L'ancien joueur tessinois, élu il y a tout juste un an face à Thabo Sefolosha, a présenté au siège de l'instance sa vision stratégique. Le chantier est énorme, il ne s'en cache pas. "Le basket suisse connaît des difficultés, mais je vais tout faire pour qu'il progresse. Les moyens existent", a-t-il assuré en préambule.
De la base à l'élite en passant par la relève, Andrea Siviero a passé en revue toutes les couches de la communauté du basket suisse. Le but sur le plan sportif: parvenir à élever le niveau moyen des championnats de Suisse de 1re division (messieurs et dames). "Le niveau moyen n'est actuellement pas assez bon", concède-t-il.
Diplômé en économie politique et en gestion d'entreprise, titulaire d'un doctorat en économie, l'ancien président d'Union Neuchâtel a également répété son objectif ultime sur le plan financier: "On doit créer une économie du basket suisse, afin de générer nos propres revenus, de créer des postes de travail pour les joueurs, les coaches, les arbitres", explique-t-il.
Elargir la base
Ex-joueur de LNA et ex-dirigeant, Andrea Siviero connaît parfaitement toute la difficulté de mener une "vraie" carrière de basketteur et surtout de basketteuse en Suisse. "Il faut que les joueurs puissent gagner suffisamment pour considérer que c'est un job intéressant en Suisse", souligne-t-il.
Première étape pour que l'élite du basket helvétique dans son ensemble profite d'une telle évolution, "il faut élargir la base", explique-t-il. "Nous devons attirer plus de jeunes, plus de femmes et plus de joueurs alémaniques. Le potentiel est immense en Suisse allemande, tant au niveau du nombre de joueurs potentiels qu'à celui des sponsors", rappelle-t-il.
"Tout le monde parle depuis de longues années des problèmes d'infrastructures du basketball suisse. Il est temps d'agir. En Suisse, on a deux clubs structurés de manière professionnelle, les deux sont à Fribourg", soit Olympic chez les messieurs et Elfic chez les dames. "Ce n'est pas pour rien que ce sont eux qui gagnent des titres", souffle-t-il.
Le CNBS à Macolin dès 2025
Conscient qu'il n'y a pas de formule magique ou "de bouton à presser", que les beaux discours restent des discours, Andrea Siviero a tenu à montrer que, bien qu'il n'ait pris les rênes que cet été officiellement, les premiers signes de cette réforme sont bien réels.
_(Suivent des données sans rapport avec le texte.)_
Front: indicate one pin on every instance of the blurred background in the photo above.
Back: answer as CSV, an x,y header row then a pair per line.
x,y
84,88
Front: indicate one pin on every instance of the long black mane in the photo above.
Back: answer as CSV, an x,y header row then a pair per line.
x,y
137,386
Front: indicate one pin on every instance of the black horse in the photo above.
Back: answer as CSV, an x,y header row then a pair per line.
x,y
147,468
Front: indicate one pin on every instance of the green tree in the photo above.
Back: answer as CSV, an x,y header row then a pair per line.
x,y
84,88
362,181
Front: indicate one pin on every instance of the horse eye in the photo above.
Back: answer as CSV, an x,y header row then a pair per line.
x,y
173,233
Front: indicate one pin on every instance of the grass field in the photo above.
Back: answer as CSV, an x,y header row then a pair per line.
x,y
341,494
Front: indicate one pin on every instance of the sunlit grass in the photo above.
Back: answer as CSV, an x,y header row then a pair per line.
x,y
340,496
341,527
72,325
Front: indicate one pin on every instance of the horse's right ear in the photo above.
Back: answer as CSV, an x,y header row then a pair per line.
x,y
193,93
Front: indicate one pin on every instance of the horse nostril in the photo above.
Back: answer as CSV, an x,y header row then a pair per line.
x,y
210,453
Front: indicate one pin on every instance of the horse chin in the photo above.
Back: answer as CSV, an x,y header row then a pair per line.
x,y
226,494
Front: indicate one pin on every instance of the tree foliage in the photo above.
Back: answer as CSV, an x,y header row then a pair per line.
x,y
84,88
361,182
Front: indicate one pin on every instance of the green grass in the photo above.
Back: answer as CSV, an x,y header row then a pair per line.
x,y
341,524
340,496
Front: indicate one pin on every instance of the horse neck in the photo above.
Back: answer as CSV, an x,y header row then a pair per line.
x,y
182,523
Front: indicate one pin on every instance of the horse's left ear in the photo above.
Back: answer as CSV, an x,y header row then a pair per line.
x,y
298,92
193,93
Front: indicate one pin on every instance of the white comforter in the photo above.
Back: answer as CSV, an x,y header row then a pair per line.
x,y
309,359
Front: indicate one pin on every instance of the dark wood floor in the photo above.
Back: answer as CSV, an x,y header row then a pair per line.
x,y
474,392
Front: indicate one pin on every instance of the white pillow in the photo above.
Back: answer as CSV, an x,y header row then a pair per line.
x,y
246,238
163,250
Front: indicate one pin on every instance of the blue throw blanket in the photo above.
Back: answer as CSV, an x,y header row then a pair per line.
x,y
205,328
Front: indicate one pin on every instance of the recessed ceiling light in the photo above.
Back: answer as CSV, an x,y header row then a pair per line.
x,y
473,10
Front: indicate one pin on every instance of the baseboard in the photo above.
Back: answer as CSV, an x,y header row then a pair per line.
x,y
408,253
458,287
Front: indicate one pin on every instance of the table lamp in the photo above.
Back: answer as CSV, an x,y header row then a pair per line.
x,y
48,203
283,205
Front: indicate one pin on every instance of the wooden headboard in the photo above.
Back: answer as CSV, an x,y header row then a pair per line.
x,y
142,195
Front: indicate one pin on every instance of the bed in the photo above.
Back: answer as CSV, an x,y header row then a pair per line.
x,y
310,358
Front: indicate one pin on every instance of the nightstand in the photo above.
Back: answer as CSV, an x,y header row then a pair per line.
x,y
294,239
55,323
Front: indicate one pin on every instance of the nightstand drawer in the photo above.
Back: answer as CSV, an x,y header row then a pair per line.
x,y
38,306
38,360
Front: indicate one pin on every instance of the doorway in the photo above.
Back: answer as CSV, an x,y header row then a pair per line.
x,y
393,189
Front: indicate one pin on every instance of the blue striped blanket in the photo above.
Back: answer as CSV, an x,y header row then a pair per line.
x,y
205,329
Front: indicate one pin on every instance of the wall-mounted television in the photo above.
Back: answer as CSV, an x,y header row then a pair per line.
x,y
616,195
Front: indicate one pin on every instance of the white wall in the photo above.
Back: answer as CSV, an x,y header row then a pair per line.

Au niveau administratif aussi, puisqu'il a déjà réduit le nombre de membres du Conseil d'administration de 14 à 10.
Au niveau sportif, une décision majeure a déjà été prise. Le Centre national (CNBS), dont l'équipe-phare évolue en LNB, déménagera l'an prochain de Lausanne à Macolin, au coeur de la grande famille du sport helvétique. "Il est actuellement trop excentré. A Macolin, les gamins pourront étudier dans leur langue, et dans une école publique qui plus est", souligne Andrea Siviero.
Une économie de 200'000 francs - sur les 700'000 que coûte annuellement le projet - sera ainsi faite. "On pourra doubler le nombre de gamins inscrits dans le Centre, tout en réduisant les coûts", se réjouit-il, soulignant que les 200'000 francs économisés devraient être investis dans la création d'un Centre similaire pour les dames.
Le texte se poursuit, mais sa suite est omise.